I believe it will improve overall performance on all GDAL operations if the parameters are supported.
PR Incoming... :smile:
I would recommend using %X for GDAL_CACHEMAX: This option controls the default GDAL raster block cache size. If its value is small (less than 100000), it is assumed to be measured in megabytes, otherwise in bytes. Starting with GDAL 2.1, the value can be set to "X%" to mean X% of the usable physical RAM. Note that this value is only consulted the first time the cache size is requested overriding the initial default (40MB up to GDAL 2.0, 5% of the usable physical RAM starting with GDAL 2.1) https://trac.osgeo.org/gdal/wiki/ConfigOptions
wm requires more thought. https://trac.osgeo.org/gdal/wiki/UserDocs/GdalWarp
`The -wm flag affects the warping algorithm. The warper will total up the memory required to hold the input and output image arrays and any auxilary masking arrays and if they are larger than the "warp memory" allowed it will subdivide the chunk into smaller chunks and try again.

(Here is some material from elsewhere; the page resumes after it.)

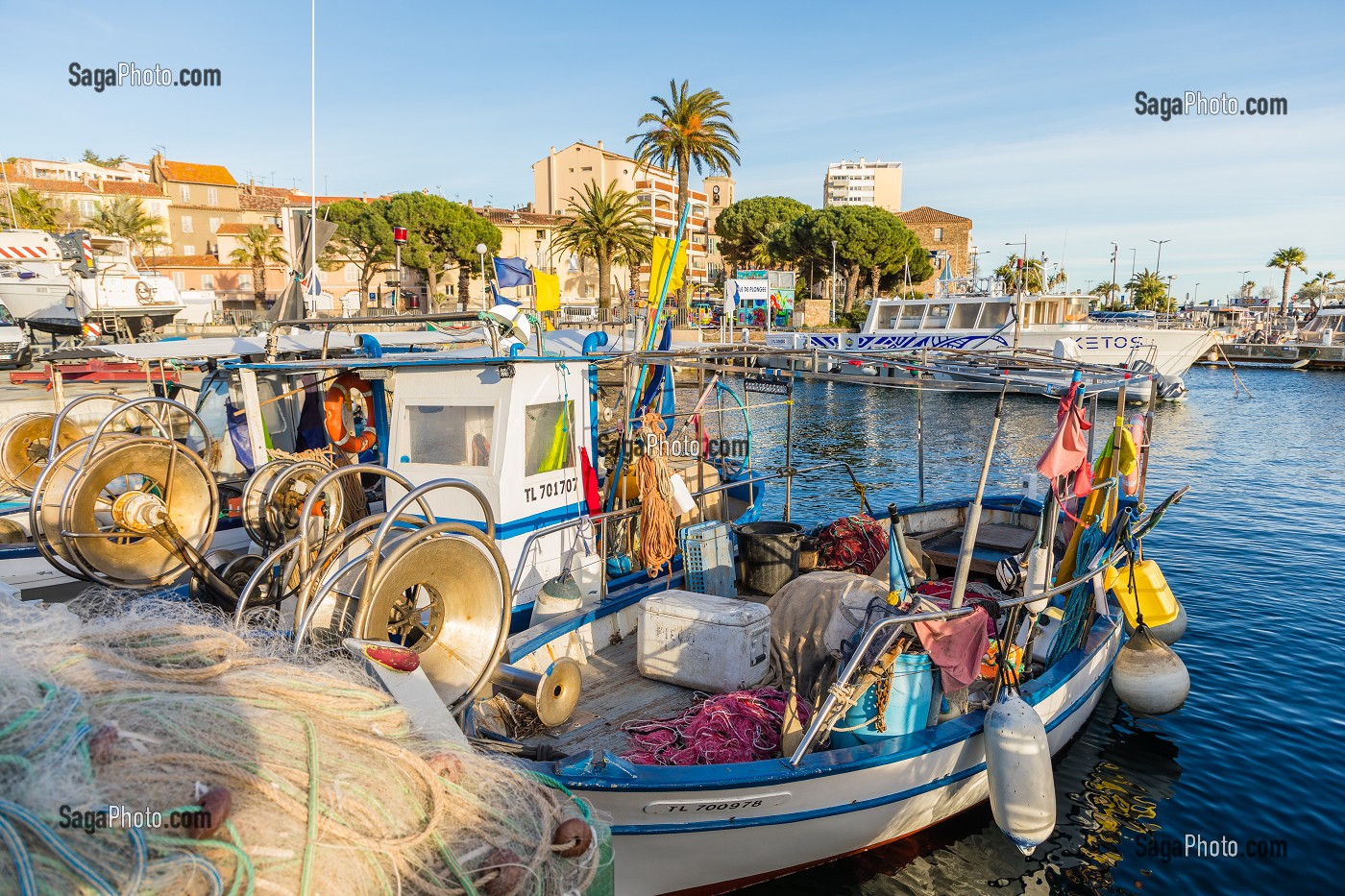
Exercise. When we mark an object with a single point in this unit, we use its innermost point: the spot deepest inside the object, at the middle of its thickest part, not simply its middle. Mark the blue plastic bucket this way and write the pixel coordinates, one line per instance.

If the -wm value is very small there is some extra overhead in doing many small chunks so setting it larger is better but it is a matter of diminishing returns.`
So adding more is not necessarily going to improve performance. I wouldn't add it to all commands unless you can measure a tangible improvement in performance.
Perhaps related, but are we using -co "BLOCKXSIZE=value" -co "BLOCKYSIZE=value" when we create the initial tif? This could help in ensuring we have small chunks to stream through further operations, and might help with memory bound operations. I usually set it to -co "BLOCKXSIZE=512" -co "BLOCKYSIZE=512" but have set it as high as 4096.
I should say, I've never tested its effect on future GDAL operations, but it'd be good practice to use BLOCKXSIZE and BLOCKYSIZE for serving the data to web services, viewing in QGIS, etc..